Monday, May 09, 2016
Graves: Teachers are tremendously underappreciated
Last Wednesday, we celebrated national Teacher Appreciation Day.
Almost everyone has had a teacher leave a lasting impact on their life. And yet teachers are tremendously underappreciated in this country. That's a disgrace.
If teacher pay had risen in proportion to per-pupil spending since 1970, the average teacher would make more than $120,000 today. And studies have shown that an exceptional, high-performing teacher can impart a year and a half's worth of learning to a student in just one year.
There is no magic fix to our nation’s education system, to finding a way to give every single kid in America the opportunity to become happy, productive and self-sufficient adults. But the best place to start is by reducing red tape and getting the federal government out of our schools.

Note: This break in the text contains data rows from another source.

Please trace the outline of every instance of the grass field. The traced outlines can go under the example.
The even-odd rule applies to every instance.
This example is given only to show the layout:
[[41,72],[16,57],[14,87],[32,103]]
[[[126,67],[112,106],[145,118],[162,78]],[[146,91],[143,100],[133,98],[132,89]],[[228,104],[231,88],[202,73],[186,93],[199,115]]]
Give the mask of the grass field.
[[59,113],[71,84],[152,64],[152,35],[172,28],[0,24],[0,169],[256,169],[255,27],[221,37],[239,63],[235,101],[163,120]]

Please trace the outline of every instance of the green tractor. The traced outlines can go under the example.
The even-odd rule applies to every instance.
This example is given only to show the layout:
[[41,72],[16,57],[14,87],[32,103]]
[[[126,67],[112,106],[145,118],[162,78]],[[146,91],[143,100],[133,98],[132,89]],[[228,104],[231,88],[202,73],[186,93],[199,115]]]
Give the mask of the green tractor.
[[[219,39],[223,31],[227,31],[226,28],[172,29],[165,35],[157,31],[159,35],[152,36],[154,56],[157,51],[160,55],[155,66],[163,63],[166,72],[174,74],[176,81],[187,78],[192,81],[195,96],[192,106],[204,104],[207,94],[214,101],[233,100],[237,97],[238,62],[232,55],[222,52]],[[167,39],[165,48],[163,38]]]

The problem is that our education dollars are not going where they'd be most useful. This bureaucracy is what keeps teacher pay stagnant while education spending skyrockets.
It also helps force nearly half of all public school teachers out of the profession within five years.

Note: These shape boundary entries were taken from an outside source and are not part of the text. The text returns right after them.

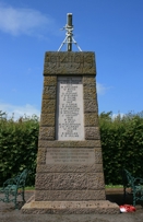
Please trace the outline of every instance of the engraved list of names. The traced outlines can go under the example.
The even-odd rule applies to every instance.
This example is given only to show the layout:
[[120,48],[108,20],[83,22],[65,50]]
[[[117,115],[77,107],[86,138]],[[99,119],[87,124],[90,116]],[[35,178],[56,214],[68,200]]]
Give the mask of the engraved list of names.
[[84,140],[82,78],[59,77],[57,95],[57,140]]

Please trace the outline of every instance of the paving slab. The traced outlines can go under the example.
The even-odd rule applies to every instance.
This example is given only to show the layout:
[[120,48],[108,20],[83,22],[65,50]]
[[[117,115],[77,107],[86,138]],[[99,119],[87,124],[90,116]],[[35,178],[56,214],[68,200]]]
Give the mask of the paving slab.
[[[118,189],[107,190],[106,199],[123,203],[123,194]],[[28,200],[34,191],[26,191],[25,199]],[[132,197],[127,197],[126,203],[132,205]],[[21,208],[20,202],[20,208]],[[13,203],[0,202],[0,222],[143,222],[143,208],[139,202],[136,211],[132,213],[119,214],[23,214],[21,210],[15,210]]]

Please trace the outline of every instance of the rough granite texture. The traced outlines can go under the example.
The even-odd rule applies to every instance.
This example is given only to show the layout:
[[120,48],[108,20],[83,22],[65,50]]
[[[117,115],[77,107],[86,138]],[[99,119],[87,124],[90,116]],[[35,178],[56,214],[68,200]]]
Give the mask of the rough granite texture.
[[[108,200],[96,201],[34,201],[22,208],[23,213],[32,214],[118,214],[119,206]],[[87,219],[88,221],[90,219]],[[78,220],[79,221],[79,220]],[[90,220],[91,221],[91,220]],[[93,220],[92,220],[93,221]],[[96,221],[96,217],[94,219]],[[106,221],[106,220],[98,220]]]
[[[82,77],[85,140],[56,140],[57,81],[58,77],[63,75]],[[26,203],[22,212],[117,213],[117,206],[108,205],[105,195],[95,75],[94,52],[46,52],[35,201]],[[53,152],[55,149],[59,149],[59,154]],[[71,153],[69,149],[79,149],[74,152],[79,154],[72,155],[74,163],[72,157],[68,156]],[[104,202],[98,202],[102,200]],[[57,201],[60,202],[56,205]],[[88,201],[94,203],[88,206]]]

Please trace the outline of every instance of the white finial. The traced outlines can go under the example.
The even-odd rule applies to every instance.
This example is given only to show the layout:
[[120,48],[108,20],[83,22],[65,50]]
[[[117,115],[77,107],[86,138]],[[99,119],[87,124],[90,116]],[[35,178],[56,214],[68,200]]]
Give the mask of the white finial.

I recently introduced a resolution honoring Teacher Appreciation Week in the Capitol, but we have to do much more from Washington to support our schools.

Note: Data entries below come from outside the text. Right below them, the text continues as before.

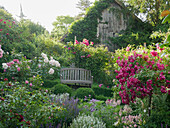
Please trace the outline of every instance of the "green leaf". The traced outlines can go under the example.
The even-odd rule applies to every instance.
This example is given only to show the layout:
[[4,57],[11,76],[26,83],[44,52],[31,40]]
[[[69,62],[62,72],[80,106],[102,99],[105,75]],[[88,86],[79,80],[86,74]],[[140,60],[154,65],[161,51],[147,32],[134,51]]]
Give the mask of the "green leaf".
[[164,18],[164,20],[162,21],[162,24],[164,24],[164,23],[166,23],[166,22],[170,23],[170,14],[167,15],[167,16]]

Late last year, the House passed a law to reauthorize the Elementary and Secondary Schools Act, which gives more control back to local governments.
In fact, the Wall Street Journal called it the “largest devolution of federal control” in 25 years. The law replaces No Child Left Behind, gives authority back to local school districts, and prevents the White House from forcing states to adopt Common Core standards. I’d say the Wall Street Journal was on to something.
This law will return decision-making to administrators, school districts and local governments, while limiting the influence of bureaucrats in Washington. It represents a shift back to the way things should be run, but there's still a long way to go. The national attitude on teachers and the importance of education has to change before we can really fix the problem. And it has to happen soon.